All of these things are because of capitalism, not communism, not socialism.
Living Wages and Inflation
If you hand out a living wage for doing nothing, the amount it takes will escalate rapidly.
Central bank actions are the key problem. They are hell bent on inflation.
Technology is inherently deflationary. People benefit from falling prices, not rising prices.
Thanks to the increased productivity that stems from technology (which in turn stems from capitalism), people today live like kings compared to a few generations ago.
Not only that, but US citizens live twice as long as they did in 1850.
Forced minimum wage hikes and central banks actions fight overwhelming technological forces.
- Hundreds of affordable housing programs did anything but make houses more affordable.
- Student loan programs made debt slaves out of students while increasing the cost of education.

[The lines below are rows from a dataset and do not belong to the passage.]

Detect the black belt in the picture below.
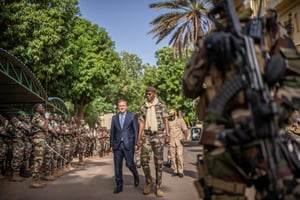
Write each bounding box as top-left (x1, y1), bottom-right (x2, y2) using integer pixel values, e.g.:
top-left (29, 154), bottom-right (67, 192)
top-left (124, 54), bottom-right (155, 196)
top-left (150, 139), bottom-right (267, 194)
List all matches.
top-left (144, 130), bottom-right (159, 136)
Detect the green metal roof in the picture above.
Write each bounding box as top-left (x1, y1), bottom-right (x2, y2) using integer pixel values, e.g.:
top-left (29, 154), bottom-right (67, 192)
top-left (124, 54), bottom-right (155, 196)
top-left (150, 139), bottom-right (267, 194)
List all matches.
top-left (0, 48), bottom-right (68, 114)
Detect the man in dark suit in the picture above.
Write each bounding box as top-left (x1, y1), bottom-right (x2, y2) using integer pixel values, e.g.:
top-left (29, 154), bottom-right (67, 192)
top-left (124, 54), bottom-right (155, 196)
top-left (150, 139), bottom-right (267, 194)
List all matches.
top-left (110, 100), bottom-right (139, 193)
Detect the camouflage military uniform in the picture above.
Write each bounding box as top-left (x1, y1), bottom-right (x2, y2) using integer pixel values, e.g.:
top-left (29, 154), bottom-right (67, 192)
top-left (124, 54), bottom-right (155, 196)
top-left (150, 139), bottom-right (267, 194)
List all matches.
top-left (77, 122), bottom-right (86, 165)
top-left (0, 114), bottom-right (8, 180)
top-left (183, 0), bottom-right (299, 199)
top-left (169, 110), bottom-right (188, 177)
top-left (11, 113), bottom-right (30, 181)
top-left (30, 104), bottom-right (48, 188)
top-left (139, 87), bottom-right (168, 197)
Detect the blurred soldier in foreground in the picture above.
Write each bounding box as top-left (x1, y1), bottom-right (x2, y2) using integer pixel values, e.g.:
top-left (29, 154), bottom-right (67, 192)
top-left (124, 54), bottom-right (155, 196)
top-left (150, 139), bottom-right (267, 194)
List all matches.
top-left (183, 0), bottom-right (300, 199)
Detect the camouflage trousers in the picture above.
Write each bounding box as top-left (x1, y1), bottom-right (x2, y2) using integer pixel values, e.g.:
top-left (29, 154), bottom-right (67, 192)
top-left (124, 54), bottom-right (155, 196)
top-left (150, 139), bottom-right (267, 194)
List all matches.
top-left (64, 139), bottom-right (73, 165)
top-left (134, 149), bottom-right (141, 165)
top-left (141, 132), bottom-right (164, 187)
top-left (0, 136), bottom-right (8, 175)
top-left (43, 138), bottom-right (54, 176)
top-left (32, 132), bottom-right (46, 179)
top-left (11, 138), bottom-right (25, 172)
top-left (195, 139), bottom-right (300, 200)
top-left (169, 138), bottom-right (183, 174)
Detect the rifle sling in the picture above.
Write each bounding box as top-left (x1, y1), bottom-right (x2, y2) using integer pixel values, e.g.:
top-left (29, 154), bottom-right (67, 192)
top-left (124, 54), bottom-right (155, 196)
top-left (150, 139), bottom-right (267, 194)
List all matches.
top-left (206, 73), bottom-right (244, 115)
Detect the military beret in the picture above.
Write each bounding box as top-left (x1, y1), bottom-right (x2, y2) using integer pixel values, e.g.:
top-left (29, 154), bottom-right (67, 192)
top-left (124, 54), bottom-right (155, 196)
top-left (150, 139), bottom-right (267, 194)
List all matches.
top-left (146, 86), bottom-right (155, 92)
top-left (168, 109), bottom-right (176, 117)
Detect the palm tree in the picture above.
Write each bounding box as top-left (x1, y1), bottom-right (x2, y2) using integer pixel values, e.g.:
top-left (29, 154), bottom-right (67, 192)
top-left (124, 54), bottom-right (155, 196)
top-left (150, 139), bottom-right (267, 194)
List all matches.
top-left (148, 0), bottom-right (212, 57)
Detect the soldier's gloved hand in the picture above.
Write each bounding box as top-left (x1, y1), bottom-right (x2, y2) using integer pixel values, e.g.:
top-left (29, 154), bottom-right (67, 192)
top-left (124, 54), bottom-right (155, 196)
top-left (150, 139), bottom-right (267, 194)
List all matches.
top-left (205, 32), bottom-right (236, 67)
top-left (218, 121), bottom-right (253, 145)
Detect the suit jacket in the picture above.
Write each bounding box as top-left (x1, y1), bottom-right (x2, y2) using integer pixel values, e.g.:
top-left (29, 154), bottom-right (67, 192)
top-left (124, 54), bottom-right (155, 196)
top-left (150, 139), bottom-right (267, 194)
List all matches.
top-left (110, 111), bottom-right (138, 150)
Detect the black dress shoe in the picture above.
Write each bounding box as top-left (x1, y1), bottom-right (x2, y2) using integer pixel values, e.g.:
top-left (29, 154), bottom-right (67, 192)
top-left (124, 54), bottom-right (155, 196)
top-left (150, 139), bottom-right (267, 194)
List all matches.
top-left (171, 172), bottom-right (179, 176)
top-left (114, 187), bottom-right (123, 194)
top-left (133, 175), bottom-right (140, 187)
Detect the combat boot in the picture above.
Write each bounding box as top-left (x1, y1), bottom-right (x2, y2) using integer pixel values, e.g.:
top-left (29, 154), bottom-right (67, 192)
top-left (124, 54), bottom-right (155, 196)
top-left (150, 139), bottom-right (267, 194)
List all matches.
top-left (0, 174), bottom-right (5, 180)
top-left (11, 172), bottom-right (25, 182)
top-left (55, 168), bottom-right (63, 177)
top-left (156, 187), bottom-right (164, 197)
top-left (79, 159), bottom-right (84, 165)
top-left (143, 179), bottom-right (154, 194)
top-left (29, 179), bottom-right (46, 188)
top-left (67, 164), bottom-right (74, 171)
top-left (43, 174), bottom-right (55, 181)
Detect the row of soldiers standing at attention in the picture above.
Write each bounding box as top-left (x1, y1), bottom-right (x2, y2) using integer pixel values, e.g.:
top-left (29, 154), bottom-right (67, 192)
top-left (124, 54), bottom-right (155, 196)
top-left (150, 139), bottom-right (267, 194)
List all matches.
top-left (0, 104), bottom-right (109, 188)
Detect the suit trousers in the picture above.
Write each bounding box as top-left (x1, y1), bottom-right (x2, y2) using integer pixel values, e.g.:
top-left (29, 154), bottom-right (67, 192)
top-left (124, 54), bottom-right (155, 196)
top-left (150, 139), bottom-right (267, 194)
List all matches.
top-left (114, 142), bottom-right (138, 187)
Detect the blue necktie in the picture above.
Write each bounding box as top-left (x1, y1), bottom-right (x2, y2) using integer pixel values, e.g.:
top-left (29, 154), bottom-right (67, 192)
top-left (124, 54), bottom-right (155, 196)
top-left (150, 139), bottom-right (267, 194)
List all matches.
top-left (120, 114), bottom-right (124, 129)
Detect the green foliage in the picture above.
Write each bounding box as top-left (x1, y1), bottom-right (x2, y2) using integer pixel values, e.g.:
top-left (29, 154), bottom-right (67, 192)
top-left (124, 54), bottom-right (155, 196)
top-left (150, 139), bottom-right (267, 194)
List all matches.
top-left (147, 47), bottom-right (195, 117)
top-left (149, 0), bottom-right (212, 57)
top-left (0, 0), bottom-right (204, 124)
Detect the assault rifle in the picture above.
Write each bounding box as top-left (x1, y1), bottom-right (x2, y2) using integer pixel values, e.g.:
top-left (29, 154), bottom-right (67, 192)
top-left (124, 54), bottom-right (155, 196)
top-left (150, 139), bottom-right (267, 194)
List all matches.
top-left (208, 0), bottom-right (283, 199)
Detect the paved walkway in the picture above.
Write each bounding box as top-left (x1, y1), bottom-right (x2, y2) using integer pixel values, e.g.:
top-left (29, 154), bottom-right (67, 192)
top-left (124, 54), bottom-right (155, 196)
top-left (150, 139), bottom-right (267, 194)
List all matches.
top-left (0, 145), bottom-right (199, 200)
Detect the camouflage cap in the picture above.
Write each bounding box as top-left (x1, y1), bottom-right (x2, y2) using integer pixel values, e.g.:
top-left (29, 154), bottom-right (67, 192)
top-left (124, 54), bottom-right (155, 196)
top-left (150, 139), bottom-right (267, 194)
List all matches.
top-left (168, 109), bottom-right (177, 117)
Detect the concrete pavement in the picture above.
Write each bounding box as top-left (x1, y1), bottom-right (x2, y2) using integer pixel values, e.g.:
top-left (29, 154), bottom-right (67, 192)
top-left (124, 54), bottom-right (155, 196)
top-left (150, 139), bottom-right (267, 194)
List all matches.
top-left (0, 145), bottom-right (199, 200)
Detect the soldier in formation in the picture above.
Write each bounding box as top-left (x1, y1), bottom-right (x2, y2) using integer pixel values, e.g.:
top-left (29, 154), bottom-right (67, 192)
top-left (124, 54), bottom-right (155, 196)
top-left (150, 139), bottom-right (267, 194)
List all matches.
top-left (169, 109), bottom-right (188, 178)
top-left (0, 104), bottom-right (109, 188)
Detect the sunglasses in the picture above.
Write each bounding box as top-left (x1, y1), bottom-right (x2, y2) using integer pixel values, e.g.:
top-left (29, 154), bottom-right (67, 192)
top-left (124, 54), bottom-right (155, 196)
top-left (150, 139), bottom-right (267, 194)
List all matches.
top-left (146, 92), bottom-right (152, 96)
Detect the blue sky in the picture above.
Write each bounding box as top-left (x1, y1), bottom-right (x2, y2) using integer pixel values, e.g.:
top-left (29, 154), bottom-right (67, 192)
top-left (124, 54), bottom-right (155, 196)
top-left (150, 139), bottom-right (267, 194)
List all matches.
top-left (78, 0), bottom-right (169, 65)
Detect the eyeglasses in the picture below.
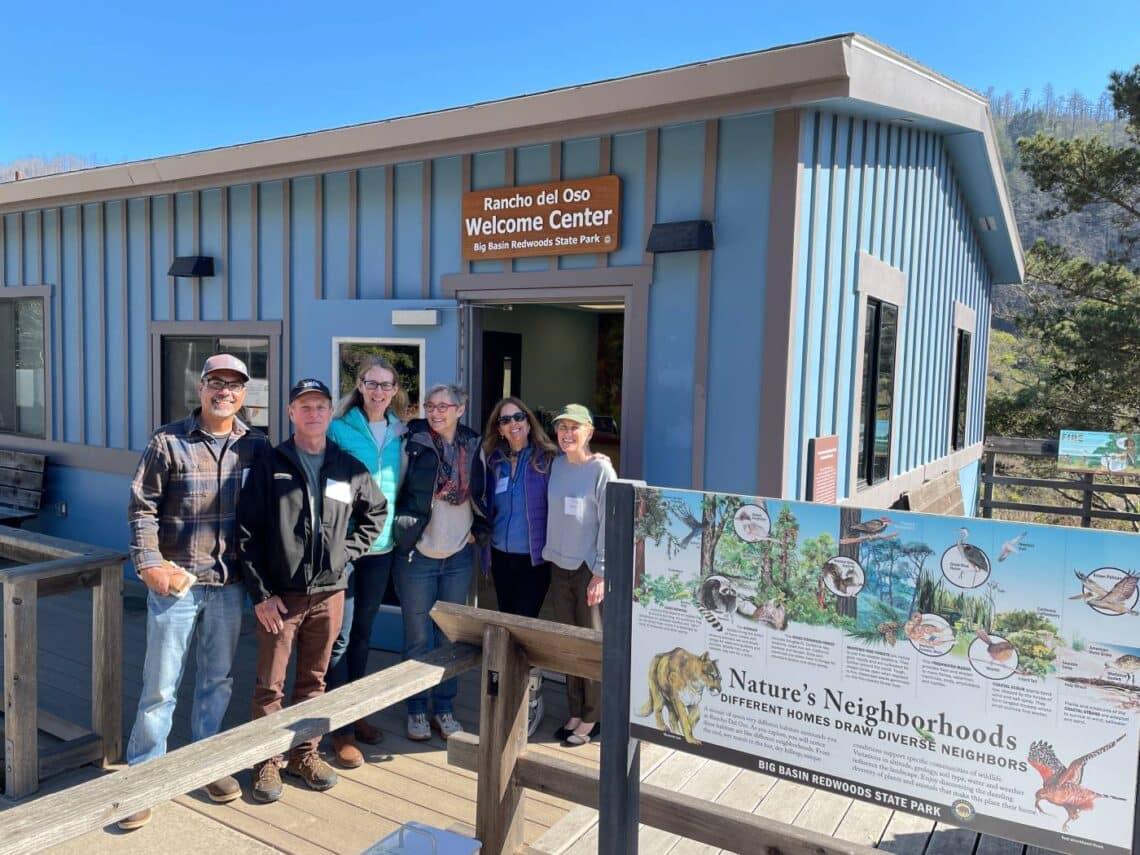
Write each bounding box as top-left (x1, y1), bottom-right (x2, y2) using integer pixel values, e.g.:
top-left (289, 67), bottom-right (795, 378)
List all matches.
top-left (206, 377), bottom-right (245, 393)
top-left (360, 380), bottom-right (396, 392)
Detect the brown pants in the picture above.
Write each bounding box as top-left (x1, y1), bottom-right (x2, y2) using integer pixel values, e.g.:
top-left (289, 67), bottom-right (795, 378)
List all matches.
top-left (250, 591), bottom-right (344, 762)
top-left (549, 564), bottom-right (602, 722)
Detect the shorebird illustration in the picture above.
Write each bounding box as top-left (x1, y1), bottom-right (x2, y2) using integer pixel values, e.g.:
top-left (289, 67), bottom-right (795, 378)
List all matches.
top-left (998, 531), bottom-right (1033, 561)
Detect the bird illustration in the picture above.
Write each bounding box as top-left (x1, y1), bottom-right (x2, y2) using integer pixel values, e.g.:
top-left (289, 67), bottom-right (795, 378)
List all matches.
top-left (821, 560), bottom-right (862, 596)
top-left (1026, 733), bottom-right (1126, 831)
top-left (1105, 653), bottom-right (1140, 685)
top-left (1069, 570), bottom-right (1138, 614)
top-left (974, 627), bottom-right (1017, 669)
top-left (958, 528), bottom-right (990, 581)
top-left (998, 531), bottom-right (1033, 562)
top-left (903, 611), bottom-right (954, 644)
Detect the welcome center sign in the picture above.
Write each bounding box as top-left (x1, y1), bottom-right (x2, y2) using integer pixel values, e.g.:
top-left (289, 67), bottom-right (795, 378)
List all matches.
top-left (462, 176), bottom-right (621, 261)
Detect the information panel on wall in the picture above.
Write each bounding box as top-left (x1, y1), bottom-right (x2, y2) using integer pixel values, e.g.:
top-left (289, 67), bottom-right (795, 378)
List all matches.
top-left (630, 488), bottom-right (1140, 855)
top-left (1057, 431), bottom-right (1140, 475)
top-left (461, 176), bottom-right (621, 261)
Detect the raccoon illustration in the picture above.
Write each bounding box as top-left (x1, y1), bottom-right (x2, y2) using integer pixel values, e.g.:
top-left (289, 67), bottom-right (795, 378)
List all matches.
top-left (697, 576), bottom-right (736, 633)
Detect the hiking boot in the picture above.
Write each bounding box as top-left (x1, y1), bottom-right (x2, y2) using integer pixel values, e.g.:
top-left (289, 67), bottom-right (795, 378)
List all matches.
top-left (352, 718), bottom-right (384, 746)
top-left (408, 713), bottom-right (431, 742)
top-left (333, 733), bottom-right (364, 768)
top-left (206, 775), bottom-right (242, 805)
top-left (253, 760), bottom-right (282, 801)
top-left (431, 713), bottom-right (463, 739)
top-left (119, 807), bottom-right (153, 831)
top-left (285, 751), bottom-right (336, 791)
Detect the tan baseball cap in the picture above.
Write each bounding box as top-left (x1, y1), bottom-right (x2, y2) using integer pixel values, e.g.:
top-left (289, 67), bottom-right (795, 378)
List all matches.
top-left (202, 353), bottom-right (250, 381)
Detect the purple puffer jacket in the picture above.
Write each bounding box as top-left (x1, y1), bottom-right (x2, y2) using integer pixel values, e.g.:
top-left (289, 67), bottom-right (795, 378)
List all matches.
top-left (483, 446), bottom-right (551, 571)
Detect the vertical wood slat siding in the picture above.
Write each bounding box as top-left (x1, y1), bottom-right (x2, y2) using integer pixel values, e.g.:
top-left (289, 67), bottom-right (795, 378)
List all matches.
top-left (784, 112), bottom-right (991, 496)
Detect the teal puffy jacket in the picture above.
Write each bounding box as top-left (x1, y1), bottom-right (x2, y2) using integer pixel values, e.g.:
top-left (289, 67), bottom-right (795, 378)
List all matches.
top-left (328, 407), bottom-right (407, 553)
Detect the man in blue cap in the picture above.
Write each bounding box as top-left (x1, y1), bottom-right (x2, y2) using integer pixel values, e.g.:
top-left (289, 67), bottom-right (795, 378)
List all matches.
top-left (238, 378), bottom-right (388, 801)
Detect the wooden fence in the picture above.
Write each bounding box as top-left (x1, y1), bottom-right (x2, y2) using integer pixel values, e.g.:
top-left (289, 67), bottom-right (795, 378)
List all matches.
top-left (979, 437), bottom-right (1140, 531)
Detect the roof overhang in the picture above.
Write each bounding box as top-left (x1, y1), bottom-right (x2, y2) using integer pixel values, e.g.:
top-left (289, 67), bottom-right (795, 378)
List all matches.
top-left (0, 34), bottom-right (1025, 282)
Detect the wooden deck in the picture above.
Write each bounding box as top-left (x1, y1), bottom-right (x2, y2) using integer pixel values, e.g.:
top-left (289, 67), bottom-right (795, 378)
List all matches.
top-left (0, 584), bottom-right (1057, 855)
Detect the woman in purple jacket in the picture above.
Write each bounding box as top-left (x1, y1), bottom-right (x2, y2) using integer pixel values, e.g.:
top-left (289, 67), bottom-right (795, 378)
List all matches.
top-left (482, 398), bottom-right (557, 735)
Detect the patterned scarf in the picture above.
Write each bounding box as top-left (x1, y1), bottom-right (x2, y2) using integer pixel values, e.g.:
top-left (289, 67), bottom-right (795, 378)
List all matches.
top-left (429, 429), bottom-right (471, 505)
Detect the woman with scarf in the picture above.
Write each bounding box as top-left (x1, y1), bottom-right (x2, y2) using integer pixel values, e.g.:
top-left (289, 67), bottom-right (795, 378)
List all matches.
top-left (392, 385), bottom-right (487, 741)
top-left (326, 356), bottom-right (408, 768)
top-left (482, 398), bottom-right (557, 736)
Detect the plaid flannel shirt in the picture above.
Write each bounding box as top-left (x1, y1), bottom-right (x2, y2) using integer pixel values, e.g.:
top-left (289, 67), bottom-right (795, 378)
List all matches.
top-left (128, 409), bottom-right (270, 585)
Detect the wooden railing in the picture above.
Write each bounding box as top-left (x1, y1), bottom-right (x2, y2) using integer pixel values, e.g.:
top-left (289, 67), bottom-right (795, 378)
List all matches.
top-left (0, 527), bottom-right (127, 798)
top-left (979, 437), bottom-right (1140, 531)
top-left (0, 644), bottom-right (480, 855)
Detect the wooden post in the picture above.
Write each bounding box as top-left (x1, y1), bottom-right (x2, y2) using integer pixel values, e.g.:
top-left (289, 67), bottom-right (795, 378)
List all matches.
top-left (597, 481), bottom-right (644, 855)
top-left (475, 626), bottom-right (530, 853)
top-left (91, 564), bottom-right (123, 767)
top-left (982, 450), bottom-right (998, 520)
top-left (1081, 472), bottom-right (1097, 529)
top-left (3, 580), bottom-right (40, 799)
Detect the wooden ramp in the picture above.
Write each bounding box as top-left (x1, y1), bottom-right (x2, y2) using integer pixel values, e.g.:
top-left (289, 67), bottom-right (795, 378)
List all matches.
top-left (0, 585), bottom-right (1062, 855)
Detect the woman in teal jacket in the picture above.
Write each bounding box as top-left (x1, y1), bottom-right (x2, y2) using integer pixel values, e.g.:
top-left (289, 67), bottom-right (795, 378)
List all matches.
top-left (326, 357), bottom-right (407, 768)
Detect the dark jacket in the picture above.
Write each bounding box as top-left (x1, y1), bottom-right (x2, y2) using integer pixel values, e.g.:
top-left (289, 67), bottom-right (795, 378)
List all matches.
top-left (237, 439), bottom-right (388, 603)
top-left (392, 418), bottom-right (488, 555)
top-left (483, 446), bottom-right (554, 567)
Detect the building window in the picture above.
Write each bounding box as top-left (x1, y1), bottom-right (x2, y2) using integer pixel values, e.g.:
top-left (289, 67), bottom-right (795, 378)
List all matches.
top-left (333, 339), bottom-right (424, 422)
top-left (160, 334), bottom-right (272, 433)
top-left (950, 329), bottom-right (970, 451)
top-left (858, 298), bottom-right (898, 485)
top-left (0, 296), bottom-right (47, 439)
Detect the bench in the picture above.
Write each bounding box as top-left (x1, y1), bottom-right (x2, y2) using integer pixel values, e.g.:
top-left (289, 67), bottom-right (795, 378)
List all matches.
top-left (0, 449), bottom-right (48, 527)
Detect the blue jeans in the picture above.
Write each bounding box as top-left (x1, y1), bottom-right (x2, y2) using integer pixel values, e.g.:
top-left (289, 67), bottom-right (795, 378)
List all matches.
top-left (325, 552), bottom-right (392, 733)
top-left (127, 584), bottom-right (245, 766)
top-left (392, 544), bottom-right (475, 716)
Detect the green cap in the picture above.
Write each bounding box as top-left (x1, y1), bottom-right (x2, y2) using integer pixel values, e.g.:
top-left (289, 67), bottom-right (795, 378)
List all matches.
top-left (554, 404), bottom-right (594, 428)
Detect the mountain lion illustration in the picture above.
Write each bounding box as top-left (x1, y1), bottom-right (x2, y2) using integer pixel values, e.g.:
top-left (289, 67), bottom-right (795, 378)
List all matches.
top-left (637, 648), bottom-right (720, 746)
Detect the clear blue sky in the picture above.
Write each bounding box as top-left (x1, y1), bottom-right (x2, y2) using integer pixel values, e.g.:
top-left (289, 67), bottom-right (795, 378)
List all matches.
top-left (0, 0), bottom-right (1140, 164)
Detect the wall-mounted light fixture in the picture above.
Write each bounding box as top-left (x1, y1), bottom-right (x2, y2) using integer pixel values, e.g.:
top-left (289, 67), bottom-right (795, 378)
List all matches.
top-left (645, 220), bottom-right (714, 252)
top-left (166, 255), bottom-right (213, 278)
top-left (392, 309), bottom-right (439, 326)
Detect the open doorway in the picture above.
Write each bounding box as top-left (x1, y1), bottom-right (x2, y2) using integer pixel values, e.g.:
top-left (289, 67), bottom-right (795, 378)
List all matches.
top-left (472, 300), bottom-right (625, 472)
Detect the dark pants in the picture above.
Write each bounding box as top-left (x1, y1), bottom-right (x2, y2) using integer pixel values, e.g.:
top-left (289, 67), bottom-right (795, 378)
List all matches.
top-left (491, 548), bottom-right (551, 618)
top-left (551, 564), bottom-right (602, 722)
top-left (256, 591), bottom-right (344, 762)
top-left (326, 552), bottom-right (392, 734)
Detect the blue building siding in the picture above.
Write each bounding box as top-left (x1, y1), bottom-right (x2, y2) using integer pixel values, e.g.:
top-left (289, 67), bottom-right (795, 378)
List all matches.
top-left (784, 112), bottom-right (991, 497)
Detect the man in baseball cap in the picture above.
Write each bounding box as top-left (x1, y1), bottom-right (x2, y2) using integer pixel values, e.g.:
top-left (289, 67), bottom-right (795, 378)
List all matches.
top-left (119, 353), bottom-right (269, 830)
top-left (238, 377), bottom-right (388, 801)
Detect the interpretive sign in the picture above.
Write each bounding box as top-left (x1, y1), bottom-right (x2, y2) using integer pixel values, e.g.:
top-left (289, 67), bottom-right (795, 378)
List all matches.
top-left (462, 176), bottom-right (621, 261)
top-left (807, 434), bottom-right (839, 505)
top-left (1057, 431), bottom-right (1140, 475)
top-left (629, 487), bottom-right (1140, 855)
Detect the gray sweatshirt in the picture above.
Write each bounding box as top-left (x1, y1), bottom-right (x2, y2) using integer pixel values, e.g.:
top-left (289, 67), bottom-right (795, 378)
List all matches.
top-left (543, 455), bottom-right (618, 576)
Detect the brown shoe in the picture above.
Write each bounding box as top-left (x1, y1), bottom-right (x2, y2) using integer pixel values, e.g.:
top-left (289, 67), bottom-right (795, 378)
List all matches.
top-left (252, 760), bottom-right (282, 801)
top-left (285, 751), bottom-right (336, 791)
top-left (119, 807), bottom-right (153, 831)
top-left (333, 733), bottom-right (364, 768)
top-left (206, 775), bottom-right (242, 805)
top-left (353, 718), bottom-right (384, 746)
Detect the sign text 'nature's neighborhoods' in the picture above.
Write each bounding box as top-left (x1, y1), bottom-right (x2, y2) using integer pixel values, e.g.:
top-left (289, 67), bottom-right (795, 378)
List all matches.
top-left (462, 176), bottom-right (621, 261)
top-left (629, 488), bottom-right (1140, 855)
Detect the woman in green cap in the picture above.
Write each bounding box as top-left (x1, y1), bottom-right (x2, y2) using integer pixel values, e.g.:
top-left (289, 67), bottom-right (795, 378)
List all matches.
top-left (543, 404), bottom-right (618, 747)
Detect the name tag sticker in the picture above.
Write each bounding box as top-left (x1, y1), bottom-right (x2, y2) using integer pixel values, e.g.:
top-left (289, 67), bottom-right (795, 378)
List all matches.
top-left (325, 479), bottom-right (352, 505)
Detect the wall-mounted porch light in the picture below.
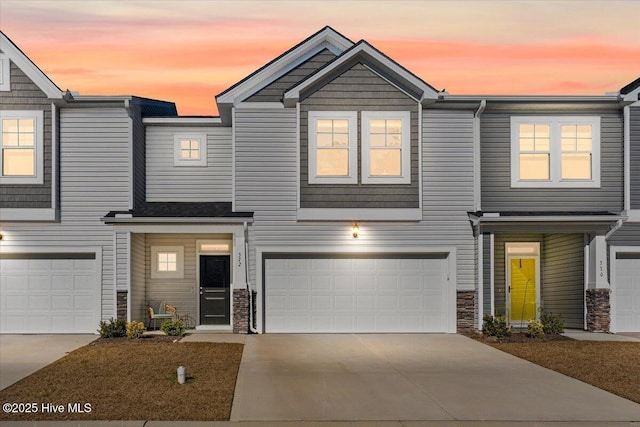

- Things would cost a lot less and there would be a lot less debt were it nor for the Fed and governments.
- Virtually everything government touches increases costs.
The “living wage” would be much, much lower if government and the Fed got out of the way!
Is Mish a Socialist?
“The Khan Academy is a 501(c)(3) not-for-profit organization, now with significant backing from the Bill & Melinda Gates Foundation, The Broad Foundation, Google, the O’Sullivan Foundation, Skoll Foundation, and other philanthropic organizations.”
Everything government touches drives up costs. And the Fed comes along and wants to drive up costs further. It’s no wonder that “living wages” keep rising.
The problems we face are not the result of free market capitalism, nor the result of robots.
Rather the problems we face are the direct result of Fed sponsored inflation, corporate and military fascism, government interference in the free markets, and socialist-sponsored wealth redistribution schemes.
If we let things be, “unbridled” capitalism would take care of things, if not quite nicely, then certainly better than any socialistic or government-sponsored solution.